Last week, the topic of Facebook's latest changes came up. I said something like, "this might push me over the edge into leaving Zuckerbergville." Someone else said, roughly, "Ha! Everyone says that, but they never quit." That's generally true - the cycle of protesting change and accepting it is shorter than ever these days - but truthfully, I'm very close to putting my money where my antisocial mouth is.
The reason might surprise you. It has nothing to do with privacy or the silly new faux-Twitter ticker. It's just this: I don't think I should work for technology. I think it should work for me. And every time Mr. Zuckerberg expands his empire, I feel like I work for it, and him, and a whole bunch of people who want to profit from tracking what I like.
I'm tired of checking my privacy settings to make sure they're where I want them every time there's an update. I don't want to spend my precious scraps of free time sorting my "friends" into groups. Even if I did, the thought of deciding what to share with which group every time I post makes me sleepy. And all of this feels like work - unpaid work.

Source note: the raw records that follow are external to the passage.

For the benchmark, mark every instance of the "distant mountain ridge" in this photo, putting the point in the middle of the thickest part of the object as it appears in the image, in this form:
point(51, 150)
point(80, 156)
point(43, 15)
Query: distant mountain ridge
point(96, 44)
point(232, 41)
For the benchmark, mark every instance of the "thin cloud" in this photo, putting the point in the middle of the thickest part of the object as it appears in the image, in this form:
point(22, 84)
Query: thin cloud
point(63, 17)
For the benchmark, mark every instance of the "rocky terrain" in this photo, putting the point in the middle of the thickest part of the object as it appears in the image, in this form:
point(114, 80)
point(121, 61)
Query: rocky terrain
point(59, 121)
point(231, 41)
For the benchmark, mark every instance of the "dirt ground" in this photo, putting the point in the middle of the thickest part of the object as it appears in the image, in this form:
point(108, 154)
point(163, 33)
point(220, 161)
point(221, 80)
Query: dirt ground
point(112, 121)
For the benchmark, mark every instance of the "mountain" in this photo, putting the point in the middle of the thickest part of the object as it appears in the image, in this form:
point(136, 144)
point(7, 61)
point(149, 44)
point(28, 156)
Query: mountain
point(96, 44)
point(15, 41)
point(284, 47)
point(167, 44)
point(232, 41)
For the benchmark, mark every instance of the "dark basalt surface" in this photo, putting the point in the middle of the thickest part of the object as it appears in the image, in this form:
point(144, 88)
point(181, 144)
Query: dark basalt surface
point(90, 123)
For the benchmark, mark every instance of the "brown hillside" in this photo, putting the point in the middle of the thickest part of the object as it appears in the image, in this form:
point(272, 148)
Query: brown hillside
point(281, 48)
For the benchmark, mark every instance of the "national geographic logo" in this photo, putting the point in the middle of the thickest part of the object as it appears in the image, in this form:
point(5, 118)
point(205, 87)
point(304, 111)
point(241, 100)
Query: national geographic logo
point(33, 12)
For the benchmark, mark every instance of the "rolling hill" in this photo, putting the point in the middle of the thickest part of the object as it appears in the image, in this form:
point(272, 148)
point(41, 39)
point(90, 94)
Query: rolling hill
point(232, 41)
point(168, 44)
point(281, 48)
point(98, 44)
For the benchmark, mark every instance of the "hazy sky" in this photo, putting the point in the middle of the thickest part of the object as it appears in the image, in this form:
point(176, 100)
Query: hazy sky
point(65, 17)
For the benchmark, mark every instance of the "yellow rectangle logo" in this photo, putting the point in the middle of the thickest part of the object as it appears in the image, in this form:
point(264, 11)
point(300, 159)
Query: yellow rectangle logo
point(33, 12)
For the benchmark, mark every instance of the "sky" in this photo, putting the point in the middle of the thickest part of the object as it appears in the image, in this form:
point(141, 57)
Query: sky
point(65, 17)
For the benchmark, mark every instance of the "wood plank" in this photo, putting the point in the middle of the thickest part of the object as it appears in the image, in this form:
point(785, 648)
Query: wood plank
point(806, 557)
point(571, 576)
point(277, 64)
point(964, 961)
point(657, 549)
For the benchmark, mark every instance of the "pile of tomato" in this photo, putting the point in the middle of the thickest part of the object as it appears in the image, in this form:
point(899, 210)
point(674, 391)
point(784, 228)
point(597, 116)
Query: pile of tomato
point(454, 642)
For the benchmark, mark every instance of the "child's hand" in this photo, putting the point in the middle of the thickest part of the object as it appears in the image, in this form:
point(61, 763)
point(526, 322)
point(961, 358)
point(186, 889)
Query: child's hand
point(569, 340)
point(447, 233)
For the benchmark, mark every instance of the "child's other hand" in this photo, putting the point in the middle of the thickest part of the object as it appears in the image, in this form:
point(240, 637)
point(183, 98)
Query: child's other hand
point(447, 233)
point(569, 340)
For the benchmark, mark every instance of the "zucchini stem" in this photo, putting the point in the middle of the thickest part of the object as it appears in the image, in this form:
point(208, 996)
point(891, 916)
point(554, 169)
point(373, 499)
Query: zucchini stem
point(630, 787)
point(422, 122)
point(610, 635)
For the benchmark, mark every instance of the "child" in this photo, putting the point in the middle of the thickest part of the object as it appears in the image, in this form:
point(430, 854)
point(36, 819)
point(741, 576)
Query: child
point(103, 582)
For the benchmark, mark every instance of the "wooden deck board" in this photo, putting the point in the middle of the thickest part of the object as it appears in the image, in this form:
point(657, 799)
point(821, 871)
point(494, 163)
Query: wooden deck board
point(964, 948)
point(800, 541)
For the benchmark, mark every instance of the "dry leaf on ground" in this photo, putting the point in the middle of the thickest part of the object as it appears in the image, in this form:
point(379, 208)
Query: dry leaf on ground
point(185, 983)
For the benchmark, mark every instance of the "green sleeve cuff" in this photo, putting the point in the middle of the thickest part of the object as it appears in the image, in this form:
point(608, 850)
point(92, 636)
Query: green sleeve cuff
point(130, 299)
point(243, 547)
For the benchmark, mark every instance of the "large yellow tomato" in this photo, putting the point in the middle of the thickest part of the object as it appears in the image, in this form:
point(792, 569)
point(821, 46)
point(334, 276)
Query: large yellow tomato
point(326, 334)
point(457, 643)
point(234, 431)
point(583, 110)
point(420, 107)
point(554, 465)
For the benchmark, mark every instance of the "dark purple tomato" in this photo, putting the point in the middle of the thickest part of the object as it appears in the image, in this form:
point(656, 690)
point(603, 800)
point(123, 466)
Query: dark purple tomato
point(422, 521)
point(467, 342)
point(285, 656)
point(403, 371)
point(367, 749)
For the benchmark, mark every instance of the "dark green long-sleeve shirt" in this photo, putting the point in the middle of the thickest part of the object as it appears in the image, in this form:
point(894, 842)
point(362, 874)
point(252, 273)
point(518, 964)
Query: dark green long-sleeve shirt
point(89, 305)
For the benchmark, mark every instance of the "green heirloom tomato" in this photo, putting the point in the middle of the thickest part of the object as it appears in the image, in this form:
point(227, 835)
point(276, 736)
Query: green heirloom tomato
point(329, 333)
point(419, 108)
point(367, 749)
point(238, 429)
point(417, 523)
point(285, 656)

But is it really work and is it really unpaid, you ask? Isn't it worth it if it lets you connect with people? Perhaps, but I think that's a pig in a poke. I believe that a lot of us are on Facebook only out of fear. We worry that if we're not on it, we'll miss out on a conversation, a piece of news, or the latest photos of someone's baby/dog/dinner. This is part of the genius of Facebook: It attracts and retains users in part because it taps into the primal human need to be part of a tribe.
But is fulfilling that need worth it if you're forced to readjust your profile every six months? What do you get out of the experience of scanning people's updates? What are you really accomplishing when you post something? Put another way, do you get more out of it than you put into it?
Personally, I'm undecided.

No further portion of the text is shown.